If you're responsible for receiving photos of Mars from a rover years away, you may be surprised if you see a picture with a bright white spot on which no images should be. not be one. An image taken by the Curiosity Rover in June 2019 showed a strange white glow in the distance behind some hills.
Aliens were, as would be expected, the direct explanation of non-scientists. But it was most likely a lensing or a cosmic ray, and NASA has admittedly captured tons of these things. The white anomaly will not be displayed in images taken just before or after the event, and the team that created the Curiosity camera system indicates that lots of brightly blurred images appear every week. Can they still prove that it is a lens effect? It seems that extraterrestrials say they're throwing us off.
. 3 How do the dry ice pits line the Mars poles?
We have already mentioned that the Mars poles contain some known ice deposits, which means liquid, which means potential life. We also know that there is a subglacial lake near the South Pole, the first known stable body of water we have found on the planet. What's really interesting about these polar ice caps is that there are some pits of dry ice nearby that are … well, we do not really know.
There is a kind of dust lining these beautiful pits. They are huge, some of them have a diameter of two hundred feet. There is a possibility that the dust with which they are lined Gold is but we still do not know it exactly.
. 2 How do the huge dust storms on Mars happen?
The thin, brittle atmosphere on Mars is absolutely perfect for some really epic dust storms that can shoot particles at over 60 MPH and in some cases the entire planet 19659006] cover for weeks.
These planetary scale dust storms still hold a big secret: we believe they are the largest dust storms in the solar system, and since the planet is essentially a desert, you do not need much to get them rolling, and Although science is pretty sure that sunshine is the trigger, they are not sure how they get so massive. One theory is that the dust particles are heated by the sunlight, which then heats the thin atmosphere, causes more wind and thus captures more particles in a repeating cycle. Of course we still say aliens.

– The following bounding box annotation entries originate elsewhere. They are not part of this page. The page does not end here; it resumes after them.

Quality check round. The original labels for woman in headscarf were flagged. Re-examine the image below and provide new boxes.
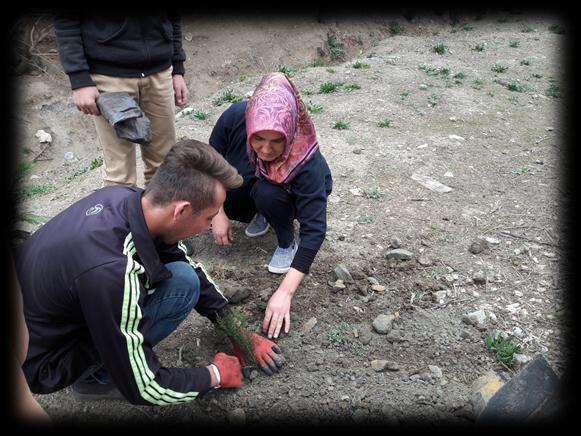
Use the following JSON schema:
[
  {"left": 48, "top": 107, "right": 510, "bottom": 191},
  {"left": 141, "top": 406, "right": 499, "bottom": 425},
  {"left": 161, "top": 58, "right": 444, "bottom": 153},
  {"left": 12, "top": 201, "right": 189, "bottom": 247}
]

. 1 Did life on earth come from Mars?
Wear us here, we'll be weird soon. Perhaps you already know the basic theories of how life began, without exception: big bang, primeval mud, etc. At the beginning of Earth's history, there were virtually no building blocks of life. Do you remember, as we mentioned, that early Mars could have been a typical Goldilocks planet? What if the bare necessities of life came from outer space, survive the voyage, for example, with a meteorite and arrive on Earth and evolve there? That's something that science thinks a lot.
It is called Panspermia and indicates that life in the form of spores has arrived on our home planet. Basically, life may have arrived on Earth and not started on Earth. The original soup version of the life structure contains some water, but it is this very water that almost kills RNA (a vital part of genetics) in their tracks. Minerals like boron and molybdenum give life to RNA, and they were abundant on Mars four billion years ago. So when we talk about aliens on Mars, we're probably referring only to our last common ancestor.